Short-Order Kitchen Duty Is Lasting Longer

Times Staff Writer

About 15 years ago, swayed considerably by the specter of what he calls “microwavery,” Richard Regosin volunteered to man the kitchen for a short period of time--just until his wife completed work on a graduate degree.

Well, she got the degree and began a teaching career, several Presidents have come and gone, their three daughters have grown into adulthood and moved out of the family home in Irvine and the greenhouse effect has considerably altered planet Earth, but Regosin is still in the kitchen, juggling daily menus with his chores as chairman of UC Irvine’s French department.

“Mealtime was--and still is--an important time around here,” says Regosin, 51. “That was especially so when our daughters were in their teens, when it’s so easy to get out of touch.

“So, dinner was our family time, when we could all be together and talk, without a television blaring, although we always had a little classical music on in the background.”


What was served was also important. Regosin says that’s why when his wife, Barbara, made plans to return to school and suggested they might purchase a microwave, “I said, ‘How about I take over the daily cooking.’

“The idea of taking that special family time and centering it on medium cardboard cooking was unacceptable to me.”

Regosin discovered that he enjoyed cooking and also that “putting something nice on the table day-to-day is much more of a challenge than making a fancy meal for a special occasion.”

One answer, he says, comes in subtle changes in preparation. “You would be amazed how much differently you can make the same kind of fish taste three times in one week by simply altering the sauce,” he says.


His preference for the sauce is a mixture of butter and Dijon mustard, sometimes with rosemary mixed in, sometimes with oregano. “A slight variation in spices or herbs gives you a whole new dish,” he says.

So, the tradition of mealtime as a special time was maintained. “We always use good china, linen napkins, candles and have music in the background,” he says. “It’s still our coming-together, keeping-in-touch time and the kids (now 18, 21 and 24) look forward to coming home for dinner.”

As might be expected from a specialist in French literature, Regosin leans toward French dishes, although he also likes to cook Chinese. He and his wife, who teaches developmentally disabled students in the Irvine Unified School District, visit France once a year and generally bring back recipes and memories of some outstanding meals.

One of his favorite dishes is the one he shares with Guys & Galleys--boned chicken breasts stuffed with leeks. As is the case with many of his dishes, just slight variations can dramatically alter the taste and presentation by changing the stuffing.
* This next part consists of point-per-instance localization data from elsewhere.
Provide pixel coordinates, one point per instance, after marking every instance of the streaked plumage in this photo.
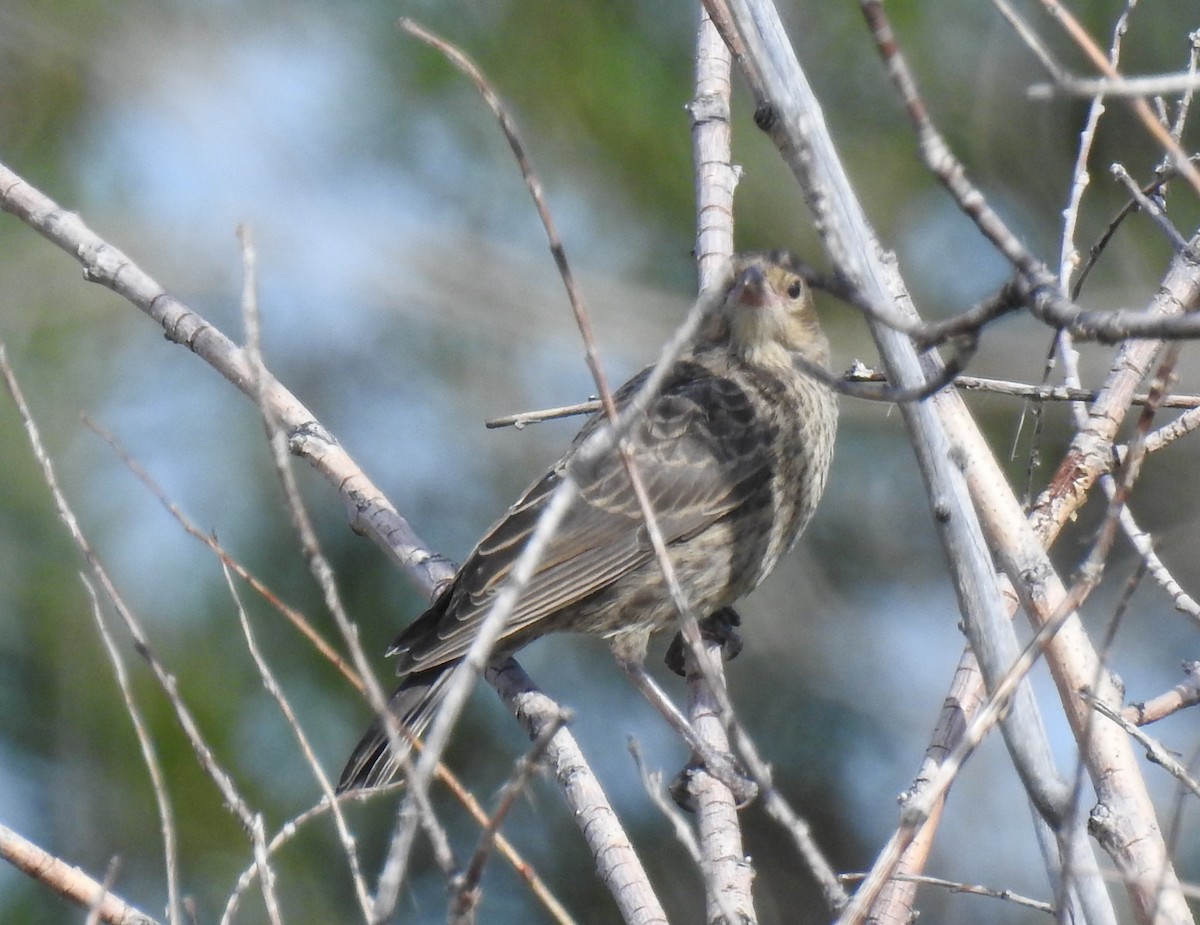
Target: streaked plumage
(733, 451)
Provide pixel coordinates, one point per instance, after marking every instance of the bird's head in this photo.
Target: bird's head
(766, 313)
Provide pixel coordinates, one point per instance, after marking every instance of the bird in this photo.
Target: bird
(735, 451)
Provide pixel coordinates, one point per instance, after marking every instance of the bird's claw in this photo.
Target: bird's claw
(719, 626)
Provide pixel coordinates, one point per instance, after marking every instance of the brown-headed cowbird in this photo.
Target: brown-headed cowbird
(733, 451)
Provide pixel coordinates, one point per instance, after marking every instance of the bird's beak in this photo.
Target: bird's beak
(751, 288)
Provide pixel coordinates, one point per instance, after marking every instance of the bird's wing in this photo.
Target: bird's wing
(700, 449)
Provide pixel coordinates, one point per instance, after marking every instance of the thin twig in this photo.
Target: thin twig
(1155, 750)
(468, 892)
(149, 757)
(1183, 695)
(955, 887)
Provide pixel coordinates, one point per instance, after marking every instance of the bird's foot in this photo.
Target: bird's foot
(719, 626)
(685, 787)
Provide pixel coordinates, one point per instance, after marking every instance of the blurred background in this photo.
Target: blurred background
(407, 295)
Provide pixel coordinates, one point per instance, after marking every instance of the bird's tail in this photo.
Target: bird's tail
(373, 762)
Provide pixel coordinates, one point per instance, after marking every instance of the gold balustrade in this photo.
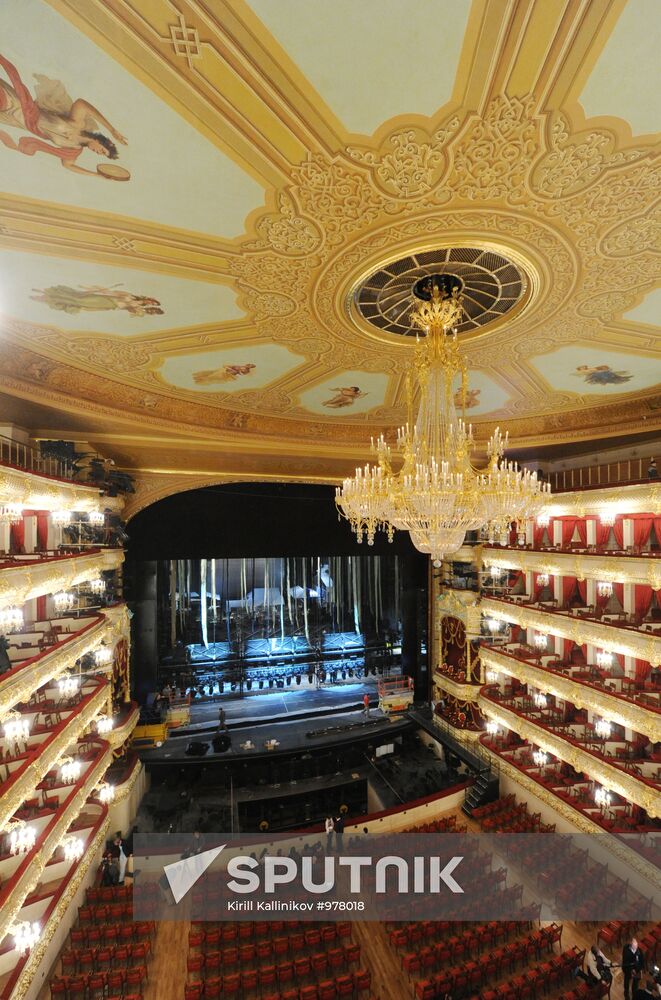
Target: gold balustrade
(73, 729)
(22, 682)
(627, 641)
(29, 880)
(624, 713)
(36, 492)
(624, 784)
(23, 581)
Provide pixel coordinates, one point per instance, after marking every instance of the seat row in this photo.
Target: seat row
(351, 985)
(334, 960)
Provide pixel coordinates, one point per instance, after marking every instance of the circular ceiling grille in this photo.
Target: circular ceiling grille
(490, 283)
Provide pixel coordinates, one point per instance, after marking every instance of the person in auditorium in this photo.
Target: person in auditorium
(599, 967)
(633, 966)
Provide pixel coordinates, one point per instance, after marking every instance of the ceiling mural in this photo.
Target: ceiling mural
(212, 219)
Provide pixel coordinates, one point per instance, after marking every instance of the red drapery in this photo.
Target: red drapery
(568, 588)
(42, 530)
(642, 526)
(642, 599)
(568, 525)
(602, 531)
(17, 536)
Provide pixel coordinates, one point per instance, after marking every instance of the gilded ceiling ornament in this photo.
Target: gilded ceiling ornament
(285, 231)
(493, 153)
(575, 160)
(409, 163)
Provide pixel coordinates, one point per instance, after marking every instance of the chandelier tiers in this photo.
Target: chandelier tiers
(436, 494)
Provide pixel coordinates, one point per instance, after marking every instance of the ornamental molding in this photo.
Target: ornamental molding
(463, 692)
(75, 726)
(616, 569)
(643, 498)
(24, 581)
(36, 492)
(618, 848)
(460, 604)
(628, 642)
(77, 875)
(116, 737)
(18, 687)
(635, 717)
(623, 784)
(38, 861)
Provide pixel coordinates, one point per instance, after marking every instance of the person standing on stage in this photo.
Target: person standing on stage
(338, 826)
(633, 966)
(329, 826)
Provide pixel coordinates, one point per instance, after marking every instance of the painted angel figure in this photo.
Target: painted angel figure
(345, 397)
(601, 375)
(227, 373)
(58, 125)
(96, 298)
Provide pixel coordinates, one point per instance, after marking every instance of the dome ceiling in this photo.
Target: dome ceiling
(212, 217)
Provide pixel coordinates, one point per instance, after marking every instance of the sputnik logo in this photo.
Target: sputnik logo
(182, 875)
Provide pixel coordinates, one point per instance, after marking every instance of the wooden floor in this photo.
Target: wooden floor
(167, 969)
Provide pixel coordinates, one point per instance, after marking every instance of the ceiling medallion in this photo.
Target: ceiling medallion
(436, 494)
(491, 284)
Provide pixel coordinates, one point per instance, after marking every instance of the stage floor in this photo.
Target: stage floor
(279, 704)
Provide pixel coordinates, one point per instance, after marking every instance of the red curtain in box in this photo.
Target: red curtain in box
(17, 536)
(42, 530)
(642, 527)
(642, 599)
(568, 588)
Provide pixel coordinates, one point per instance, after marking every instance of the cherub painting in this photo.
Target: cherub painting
(346, 396)
(58, 125)
(472, 398)
(96, 298)
(227, 373)
(601, 375)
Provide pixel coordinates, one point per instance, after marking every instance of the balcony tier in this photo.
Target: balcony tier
(23, 580)
(623, 711)
(18, 684)
(35, 491)
(644, 794)
(582, 565)
(627, 641)
(38, 761)
(28, 873)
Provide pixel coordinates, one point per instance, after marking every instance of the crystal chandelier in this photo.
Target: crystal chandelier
(11, 619)
(64, 600)
(106, 793)
(69, 770)
(436, 494)
(22, 838)
(11, 513)
(73, 848)
(16, 727)
(103, 724)
(25, 936)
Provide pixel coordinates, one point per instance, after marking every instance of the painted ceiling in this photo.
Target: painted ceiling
(192, 192)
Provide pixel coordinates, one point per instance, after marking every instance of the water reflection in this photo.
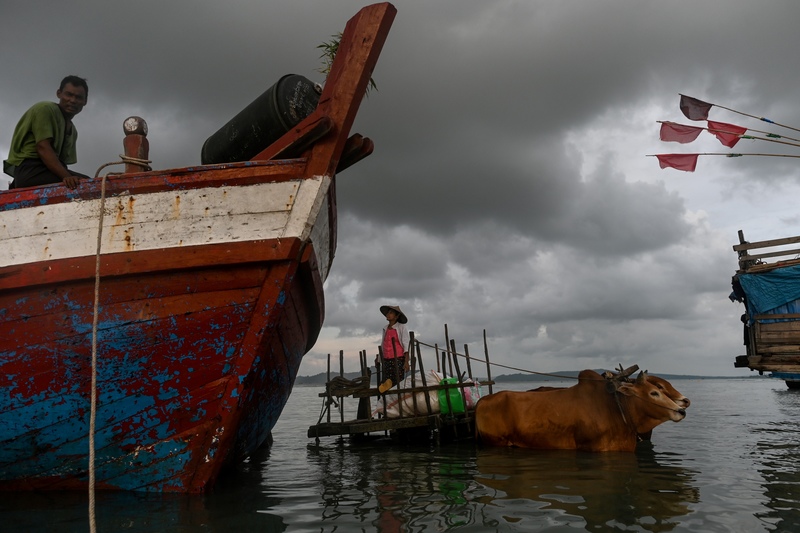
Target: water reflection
(234, 505)
(403, 489)
(604, 490)
(778, 461)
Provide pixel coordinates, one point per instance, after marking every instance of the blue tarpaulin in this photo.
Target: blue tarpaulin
(767, 291)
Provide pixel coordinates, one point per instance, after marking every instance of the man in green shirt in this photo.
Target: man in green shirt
(44, 139)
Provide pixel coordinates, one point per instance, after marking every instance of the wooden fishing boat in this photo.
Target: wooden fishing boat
(185, 321)
(771, 294)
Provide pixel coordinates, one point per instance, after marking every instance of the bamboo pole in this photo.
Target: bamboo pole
(328, 389)
(341, 373)
(469, 366)
(424, 379)
(488, 364)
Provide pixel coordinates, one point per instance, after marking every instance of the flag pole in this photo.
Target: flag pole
(771, 137)
(758, 118)
(741, 113)
(726, 154)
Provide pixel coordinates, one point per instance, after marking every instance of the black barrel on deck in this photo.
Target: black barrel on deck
(264, 121)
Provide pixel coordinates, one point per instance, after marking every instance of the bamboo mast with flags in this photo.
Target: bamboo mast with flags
(727, 134)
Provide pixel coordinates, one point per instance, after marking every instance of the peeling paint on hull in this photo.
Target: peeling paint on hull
(199, 338)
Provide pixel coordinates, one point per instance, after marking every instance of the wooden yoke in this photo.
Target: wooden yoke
(329, 125)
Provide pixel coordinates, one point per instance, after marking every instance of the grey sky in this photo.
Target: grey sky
(509, 188)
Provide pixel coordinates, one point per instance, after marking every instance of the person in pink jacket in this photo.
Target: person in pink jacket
(394, 347)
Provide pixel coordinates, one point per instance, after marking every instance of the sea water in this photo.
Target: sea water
(732, 465)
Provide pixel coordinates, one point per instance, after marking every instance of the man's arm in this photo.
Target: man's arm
(50, 159)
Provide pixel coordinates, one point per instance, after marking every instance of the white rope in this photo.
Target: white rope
(95, 318)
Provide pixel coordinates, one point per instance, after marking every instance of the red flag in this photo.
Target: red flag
(728, 134)
(671, 131)
(694, 109)
(685, 162)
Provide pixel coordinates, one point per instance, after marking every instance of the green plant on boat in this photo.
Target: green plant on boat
(329, 49)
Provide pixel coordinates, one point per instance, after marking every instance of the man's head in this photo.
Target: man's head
(72, 95)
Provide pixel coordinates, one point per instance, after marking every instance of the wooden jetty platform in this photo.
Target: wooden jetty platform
(437, 404)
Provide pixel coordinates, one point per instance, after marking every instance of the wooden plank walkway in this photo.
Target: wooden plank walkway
(415, 413)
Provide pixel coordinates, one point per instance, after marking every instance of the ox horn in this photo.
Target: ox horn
(624, 374)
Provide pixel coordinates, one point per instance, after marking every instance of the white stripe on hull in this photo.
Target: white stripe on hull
(169, 219)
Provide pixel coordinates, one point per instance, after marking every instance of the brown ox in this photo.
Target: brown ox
(585, 416)
(663, 385)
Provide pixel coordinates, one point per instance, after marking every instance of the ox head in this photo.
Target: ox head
(623, 375)
(648, 405)
(667, 388)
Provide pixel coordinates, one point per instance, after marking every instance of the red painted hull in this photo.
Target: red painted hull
(209, 294)
(197, 352)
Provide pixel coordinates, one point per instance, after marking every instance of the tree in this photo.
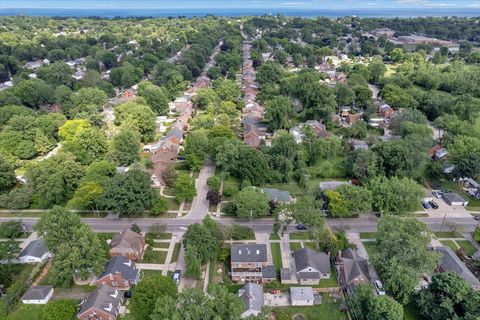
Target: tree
(160, 206)
(125, 148)
(147, 292)
(59, 310)
(395, 195)
(278, 110)
(155, 96)
(251, 202)
(448, 296)
(306, 211)
(7, 174)
(129, 193)
(54, 180)
(138, 117)
(185, 189)
(403, 255)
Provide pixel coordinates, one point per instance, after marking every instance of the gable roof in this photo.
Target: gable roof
(36, 248)
(37, 292)
(127, 240)
(101, 298)
(355, 267)
(252, 296)
(249, 253)
(451, 263)
(122, 265)
(307, 258)
(301, 294)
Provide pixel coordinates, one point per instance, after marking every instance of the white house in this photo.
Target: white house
(35, 252)
(302, 296)
(37, 295)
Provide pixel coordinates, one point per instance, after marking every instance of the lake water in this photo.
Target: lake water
(189, 8)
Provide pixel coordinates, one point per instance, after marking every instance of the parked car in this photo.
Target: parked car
(301, 226)
(379, 288)
(176, 276)
(437, 194)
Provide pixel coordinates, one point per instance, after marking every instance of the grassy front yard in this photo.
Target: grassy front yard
(328, 310)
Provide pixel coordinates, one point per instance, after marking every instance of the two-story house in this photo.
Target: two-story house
(101, 304)
(248, 262)
(120, 273)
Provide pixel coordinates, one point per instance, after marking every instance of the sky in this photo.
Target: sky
(298, 4)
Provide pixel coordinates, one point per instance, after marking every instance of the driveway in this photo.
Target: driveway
(199, 209)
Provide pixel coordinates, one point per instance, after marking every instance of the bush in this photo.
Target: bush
(214, 183)
(229, 189)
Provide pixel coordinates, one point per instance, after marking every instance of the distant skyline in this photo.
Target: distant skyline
(304, 8)
(303, 4)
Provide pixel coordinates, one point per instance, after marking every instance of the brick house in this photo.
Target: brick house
(128, 244)
(249, 263)
(101, 304)
(120, 273)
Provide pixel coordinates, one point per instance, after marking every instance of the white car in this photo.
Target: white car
(379, 288)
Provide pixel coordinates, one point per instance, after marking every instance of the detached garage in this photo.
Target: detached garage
(454, 199)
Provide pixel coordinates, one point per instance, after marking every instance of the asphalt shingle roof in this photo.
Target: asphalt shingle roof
(249, 253)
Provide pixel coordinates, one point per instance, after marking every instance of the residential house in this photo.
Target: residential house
(252, 297)
(332, 185)
(37, 295)
(101, 304)
(311, 266)
(248, 262)
(451, 263)
(35, 252)
(454, 199)
(302, 296)
(120, 273)
(352, 269)
(279, 196)
(128, 244)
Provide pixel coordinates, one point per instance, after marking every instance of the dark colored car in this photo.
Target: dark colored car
(301, 226)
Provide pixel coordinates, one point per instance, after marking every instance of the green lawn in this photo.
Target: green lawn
(277, 256)
(371, 248)
(294, 246)
(450, 243)
(176, 252)
(368, 235)
(163, 245)
(156, 257)
(325, 311)
(160, 236)
(299, 236)
(467, 246)
(448, 234)
(27, 312)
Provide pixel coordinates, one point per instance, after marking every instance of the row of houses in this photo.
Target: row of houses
(254, 133)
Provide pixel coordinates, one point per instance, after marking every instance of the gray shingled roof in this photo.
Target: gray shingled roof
(252, 296)
(101, 298)
(123, 265)
(249, 253)
(451, 263)
(37, 292)
(36, 248)
(277, 195)
(301, 294)
(355, 267)
(269, 272)
(307, 258)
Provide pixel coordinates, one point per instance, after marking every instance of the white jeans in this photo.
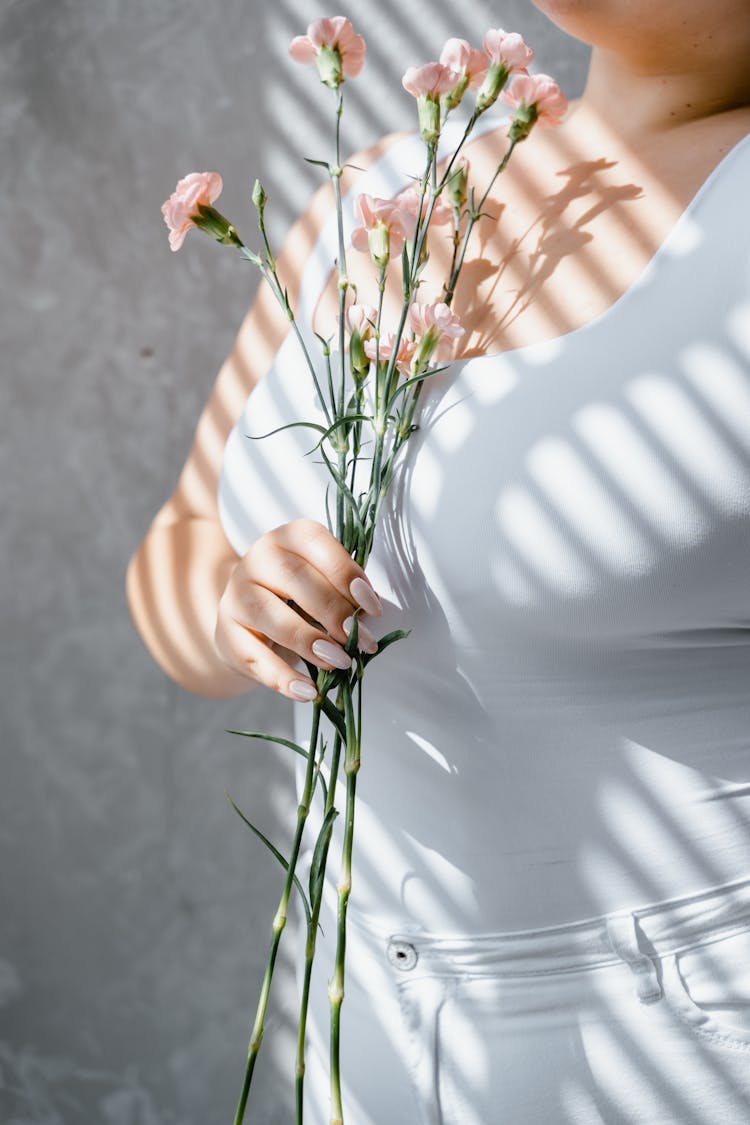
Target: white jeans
(639, 1017)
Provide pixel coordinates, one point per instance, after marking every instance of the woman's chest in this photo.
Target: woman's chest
(595, 487)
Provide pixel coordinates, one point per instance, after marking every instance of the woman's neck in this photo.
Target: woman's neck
(644, 99)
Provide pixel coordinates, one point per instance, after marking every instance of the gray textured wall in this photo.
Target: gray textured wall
(135, 906)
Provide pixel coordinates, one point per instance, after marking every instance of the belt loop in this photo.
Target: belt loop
(622, 930)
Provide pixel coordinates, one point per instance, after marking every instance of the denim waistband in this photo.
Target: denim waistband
(633, 935)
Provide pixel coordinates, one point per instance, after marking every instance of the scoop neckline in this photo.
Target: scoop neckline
(650, 266)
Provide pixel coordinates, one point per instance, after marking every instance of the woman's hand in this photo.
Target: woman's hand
(296, 588)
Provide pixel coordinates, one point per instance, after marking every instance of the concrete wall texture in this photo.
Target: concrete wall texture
(135, 906)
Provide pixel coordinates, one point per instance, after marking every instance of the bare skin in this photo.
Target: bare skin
(578, 215)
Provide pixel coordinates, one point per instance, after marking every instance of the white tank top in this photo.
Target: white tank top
(567, 729)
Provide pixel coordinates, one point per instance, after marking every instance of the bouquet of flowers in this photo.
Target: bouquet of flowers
(369, 392)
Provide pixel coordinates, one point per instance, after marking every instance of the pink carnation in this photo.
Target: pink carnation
(434, 325)
(437, 316)
(336, 32)
(386, 350)
(180, 209)
(507, 50)
(461, 57)
(361, 317)
(538, 90)
(431, 80)
(408, 205)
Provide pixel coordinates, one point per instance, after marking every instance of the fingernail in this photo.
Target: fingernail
(366, 641)
(303, 691)
(366, 597)
(332, 654)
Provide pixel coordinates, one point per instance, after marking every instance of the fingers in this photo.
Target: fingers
(253, 657)
(315, 543)
(296, 588)
(294, 578)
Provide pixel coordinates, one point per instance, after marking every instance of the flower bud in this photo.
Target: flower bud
(428, 113)
(523, 122)
(452, 99)
(425, 350)
(210, 221)
(455, 188)
(330, 65)
(379, 244)
(259, 197)
(497, 75)
(358, 358)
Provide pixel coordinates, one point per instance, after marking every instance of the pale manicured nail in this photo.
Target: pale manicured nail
(366, 597)
(366, 641)
(303, 691)
(332, 654)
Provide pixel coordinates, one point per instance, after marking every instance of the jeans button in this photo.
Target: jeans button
(401, 955)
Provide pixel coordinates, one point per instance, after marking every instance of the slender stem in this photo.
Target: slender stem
(475, 213)
(312, 936)
(280, 919)
(344, 887)
(280, 294)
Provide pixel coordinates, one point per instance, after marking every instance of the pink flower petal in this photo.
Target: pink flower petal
(430, 80)
(182, 205)
(507, 48)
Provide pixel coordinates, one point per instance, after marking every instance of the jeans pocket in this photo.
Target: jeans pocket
(421, 999)
(708, 988)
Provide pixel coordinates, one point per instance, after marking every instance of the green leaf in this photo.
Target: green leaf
(289, 425)
(386, 642)
(319, 854)
(344, 420)
(270, 738)
(409, 383)
(344, 488)
(274, 851)
(335, 717)
(350, 647)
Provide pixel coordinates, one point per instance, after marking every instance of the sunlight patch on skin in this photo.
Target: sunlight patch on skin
(638, 470)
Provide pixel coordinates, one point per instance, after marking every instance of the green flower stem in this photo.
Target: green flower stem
(280, 294)
(280, 919)
(475, 213)
(344, 887)
(312, 937)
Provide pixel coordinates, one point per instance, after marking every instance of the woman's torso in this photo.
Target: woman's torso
(567, 728)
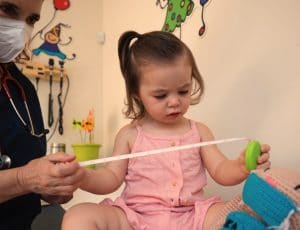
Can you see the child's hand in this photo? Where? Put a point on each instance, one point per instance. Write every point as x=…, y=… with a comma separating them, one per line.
x=263, y=162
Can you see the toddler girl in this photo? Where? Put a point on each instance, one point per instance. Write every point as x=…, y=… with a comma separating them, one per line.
x=162, y=191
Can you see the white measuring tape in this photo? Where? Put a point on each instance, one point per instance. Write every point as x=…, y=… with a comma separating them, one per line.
x=159, y=151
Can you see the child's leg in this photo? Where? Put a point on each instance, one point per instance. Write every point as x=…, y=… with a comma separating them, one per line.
x=212, y=215
x=95, y=217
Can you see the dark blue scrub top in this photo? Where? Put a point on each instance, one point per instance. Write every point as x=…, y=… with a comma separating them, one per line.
x=21, y=146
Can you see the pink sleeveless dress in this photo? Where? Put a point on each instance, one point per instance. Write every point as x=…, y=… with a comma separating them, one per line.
x=165, y=191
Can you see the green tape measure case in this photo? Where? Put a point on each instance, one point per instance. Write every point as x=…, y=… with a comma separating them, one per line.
x=252, y=153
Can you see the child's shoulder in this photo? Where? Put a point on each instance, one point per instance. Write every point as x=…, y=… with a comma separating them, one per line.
x=204, y=130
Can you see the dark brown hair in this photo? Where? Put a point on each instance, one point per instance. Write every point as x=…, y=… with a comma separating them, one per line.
x=156, y=46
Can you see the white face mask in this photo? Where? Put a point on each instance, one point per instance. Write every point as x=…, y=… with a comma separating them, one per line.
x=14, y=34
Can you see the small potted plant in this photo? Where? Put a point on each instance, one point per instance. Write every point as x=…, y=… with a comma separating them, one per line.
x=87, y=149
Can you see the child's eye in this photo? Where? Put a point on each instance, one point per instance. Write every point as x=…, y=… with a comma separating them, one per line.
x=159, y=97
x=183, y=92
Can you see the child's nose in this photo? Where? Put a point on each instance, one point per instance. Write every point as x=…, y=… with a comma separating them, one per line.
x=173, y=102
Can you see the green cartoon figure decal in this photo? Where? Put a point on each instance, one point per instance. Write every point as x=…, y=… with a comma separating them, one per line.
x=178, y=11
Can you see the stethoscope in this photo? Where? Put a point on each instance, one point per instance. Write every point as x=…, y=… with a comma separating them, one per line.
x=5, y=160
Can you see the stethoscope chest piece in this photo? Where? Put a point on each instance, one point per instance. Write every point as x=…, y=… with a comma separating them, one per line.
x=5, y=162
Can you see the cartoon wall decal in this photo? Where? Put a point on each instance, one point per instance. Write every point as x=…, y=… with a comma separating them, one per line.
x=178, y=11
x=202, y=29
x=61, y=4
x=51, y=41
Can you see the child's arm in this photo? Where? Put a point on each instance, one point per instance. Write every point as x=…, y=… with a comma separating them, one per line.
x=108, y=178
x=223, y=170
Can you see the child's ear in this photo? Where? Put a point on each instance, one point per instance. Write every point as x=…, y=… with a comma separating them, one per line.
x=137, y=98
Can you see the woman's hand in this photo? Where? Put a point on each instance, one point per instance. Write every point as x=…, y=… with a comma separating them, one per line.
x=55, y=175
x=52, y=199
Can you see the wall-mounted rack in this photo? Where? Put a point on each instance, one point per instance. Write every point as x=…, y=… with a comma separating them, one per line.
x=39, y=70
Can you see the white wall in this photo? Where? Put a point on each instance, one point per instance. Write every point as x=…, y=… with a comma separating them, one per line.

“Sometimes I will saute sliced pears or apples and use them in the chicken; other times I will use mushrooms or other vegetables--you can use almost anything and this really very simple dish becomes an elegant centerpiece for a special dinner.”


4 tablespoons butter

4 medium-size fresh leeks


2/3 tablespoon tarragon

4 to 6 boneless chicken breasts

1/2 cup dry white wine

1/2 cup chicken broth

2/3 cup whipping cream

1 tablespoon grated lemon or orange rind


Wash, trim and thinly slice leeks. Melt half the butter in a heavy saucepan and saute leeks until tender (10 to 15 minutes).When about half-cooked, add tarragon and continue stir-frying. Flatten chicken with side of heavy knife blade or kitchen mallet. Fill with leek mixture, fold over. Add remaining butter to frying pan and brown chicken on both sides. Add wine and broth and poach for about 5 minutes on each side on medium heat. Remove chicken (keep warm in warmer or oven on low), boil juices in pan down about half, add cream and boil again to reduce to syrupy consistency. Add chicken back to sauce for a few minutes to heat. Serve topped with dollop of sauce and garnish with lemon or orange rind. Serve with rice or potatoes and green beans. Variations: Stuff chicken with mushrooms, vegetables or sauteed pears or apples.